Abstract

The community of clinicians and researchers working on Alzheimer's disease (AD) is an amalgam of distinct communities with different means and ends to treat cognitive decline in the elderly. In spite of this diversity, since the 1990s, biomedical research has been mostly guided by the reductionistic amyloid cascade hypothesis (ACH). Dominant ACH-based approaches have not yet managed to deliver viable therapies Herrup's (2015) "case for rejecting the ACH" suggests that the community could benefit from studying other disease-relevant processes (DRPs) for AD, and might "choose them all." However, this strategy puts all DRPs on the same footing, and we will continue the work of Herrup by offering a hierarchical theoretical scheme of DRPs for AD. We shall not make or evaluate claims about particular DRPs.

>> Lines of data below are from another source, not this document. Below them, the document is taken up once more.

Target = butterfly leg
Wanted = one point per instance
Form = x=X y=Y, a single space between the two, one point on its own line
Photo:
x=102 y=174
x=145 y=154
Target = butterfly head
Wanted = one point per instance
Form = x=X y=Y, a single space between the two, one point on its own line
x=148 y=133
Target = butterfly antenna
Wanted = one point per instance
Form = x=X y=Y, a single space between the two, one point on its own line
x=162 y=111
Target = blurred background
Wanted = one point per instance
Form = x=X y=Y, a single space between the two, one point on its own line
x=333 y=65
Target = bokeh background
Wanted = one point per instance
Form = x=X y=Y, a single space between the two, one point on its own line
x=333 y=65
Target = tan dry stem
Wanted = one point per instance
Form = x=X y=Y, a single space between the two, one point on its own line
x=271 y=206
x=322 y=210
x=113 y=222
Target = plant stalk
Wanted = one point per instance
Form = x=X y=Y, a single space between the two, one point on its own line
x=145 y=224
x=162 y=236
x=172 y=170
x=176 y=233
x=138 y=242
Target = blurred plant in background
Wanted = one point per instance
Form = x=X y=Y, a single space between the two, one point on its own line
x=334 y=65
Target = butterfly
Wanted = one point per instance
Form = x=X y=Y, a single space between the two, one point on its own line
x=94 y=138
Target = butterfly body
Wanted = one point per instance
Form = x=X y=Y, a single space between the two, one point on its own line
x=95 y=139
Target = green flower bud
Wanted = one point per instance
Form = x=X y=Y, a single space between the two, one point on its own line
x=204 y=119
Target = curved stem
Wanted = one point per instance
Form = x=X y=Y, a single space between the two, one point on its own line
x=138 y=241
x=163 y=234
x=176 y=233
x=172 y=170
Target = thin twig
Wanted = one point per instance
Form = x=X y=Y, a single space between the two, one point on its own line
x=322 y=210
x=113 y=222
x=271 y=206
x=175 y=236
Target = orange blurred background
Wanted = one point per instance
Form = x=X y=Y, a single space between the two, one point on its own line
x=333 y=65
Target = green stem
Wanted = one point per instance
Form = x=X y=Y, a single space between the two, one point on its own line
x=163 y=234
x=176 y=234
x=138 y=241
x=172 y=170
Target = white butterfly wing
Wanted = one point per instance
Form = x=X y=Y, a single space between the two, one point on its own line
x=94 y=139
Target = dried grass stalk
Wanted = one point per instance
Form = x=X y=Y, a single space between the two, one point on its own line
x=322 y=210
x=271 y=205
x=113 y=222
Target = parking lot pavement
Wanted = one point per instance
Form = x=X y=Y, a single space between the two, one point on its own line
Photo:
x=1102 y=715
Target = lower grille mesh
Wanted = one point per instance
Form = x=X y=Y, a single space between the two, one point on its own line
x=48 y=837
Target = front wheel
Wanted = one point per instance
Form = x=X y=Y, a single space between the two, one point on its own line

Firstly, we define the primary properties of DRPs (specificity, pathogenic intensity, and frequency in AD) and propose specificity as an important sorting criterion for DRPs studied in AD research (Figure 1) before performing a specificity analysis for two DRPs. Our analyses of tau protein dysfunction and autophagy (Figures 2 & 3) reveal how a DRP's role in AD differs according to its specificity, and allow us to define causes, risk factors, and markers of AD (Table 1). We discuss how our theoretical framework should be completed with quantitative knowledge of pathogenic intensity and frequency in AD patients. We therefore finish by proposing a disease ontology, a disease relevance ontology by process (AD-DROP), arguing that our hypothetical framework could improve much-needed communication around priority setting in the diverse AD research community.